Lab Protocol: Carbohydrate Fermentation
- Prepare a Carbohydrate Broth.
- Aliquot 5 to 10 mL of broth into sterile test tubes.
- Invert and submerge a sterile Durham tube into each test tube, ensuring that it fills completely and that there is no air in the Durham tube.
- Loosely cap the tubes.
- Autoclave to sterilize. Let cool.
- Label each tube with the organism's name and type of sugar being used for fermentation.
- Aseptically inoculate each tube with the test organism using a sterile loop.
- Incubate the tubes at 37°C for 24 to 48 hours.
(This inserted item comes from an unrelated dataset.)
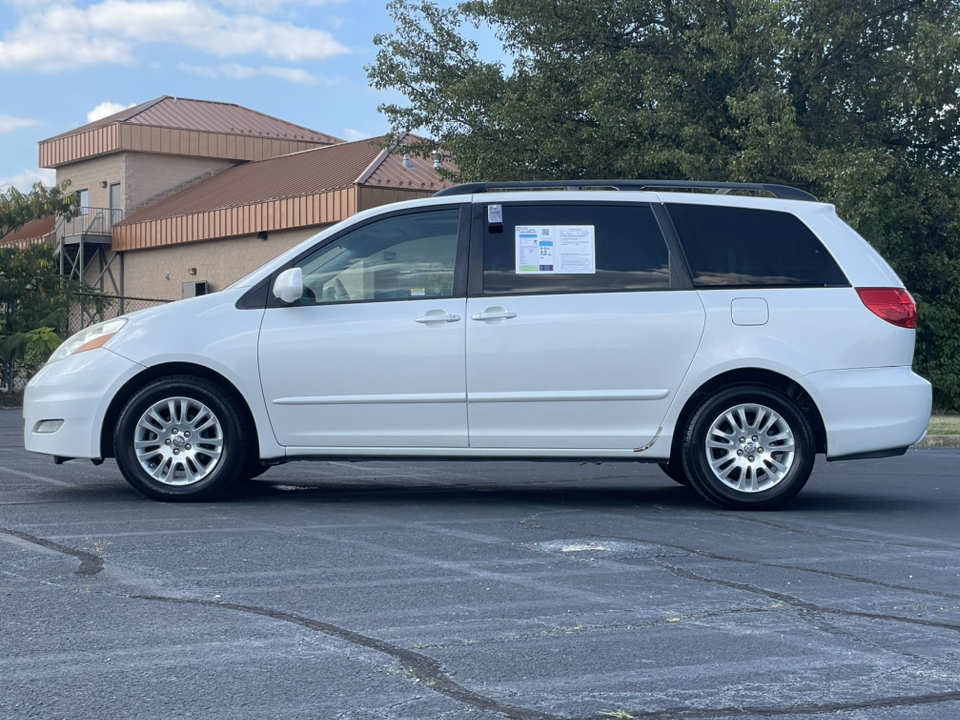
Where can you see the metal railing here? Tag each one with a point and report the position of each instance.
(89, 221)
- Observe and record results.
Carbohydrate Broth with 0.18% Phenol Red
- to 90 mL of distilled water, add the following
- 1.0 g Peptone
- 0.5 g NaCl
- 1.8 mL of a 1% Phenol Red stock solution
- 1.0 g of the specific carbohydrate to be tested
- mix until all components are dissolved (heat to boiling if required)
- adjust pH to 7.0
- adjust volume to 100 mL with distilled water
- autoclave at 121°C for 15 minutes to sterilize
- let cool
- store at 4°C
API Testing
In microbiology, API strips refers to the Analytical Profile Index (API), a standardized identification system used to identify bacteria and yeast based on their biochemical activities. Each API strip is composed of multiple chambers, called cupules, that are specific to a metabolic function or enzyme. A small aliquot of cellular suspension is added to each chamber and then incubated. The results are then analyzed and recorded. Based on the results, the microbe can be identified and classified. To read more about API testing, go to Chapter 7.2: Microbial Identification.
Lab Protocol: API Test Strips
- Select a bacterial colony and prepare a bacterial suspension in sterile saline or sterile distilled water.
- a suspension of yeast cells can also be prepared
- Fill each cupule of the test strip with the cell suspension using a Pasteur pipette.
- anaerobic cupules should be covered with mineral oil
- Place the strip in its incubation tray and add a few drops of water to maintain humidity.
- Incubate at 37°C for 18–24 hours
- incubation times will vary by test panel and organism being tested
- Observe color changes in each well
- some cupules will require the addition of another reagents
- Record the pattern of positive/negative results.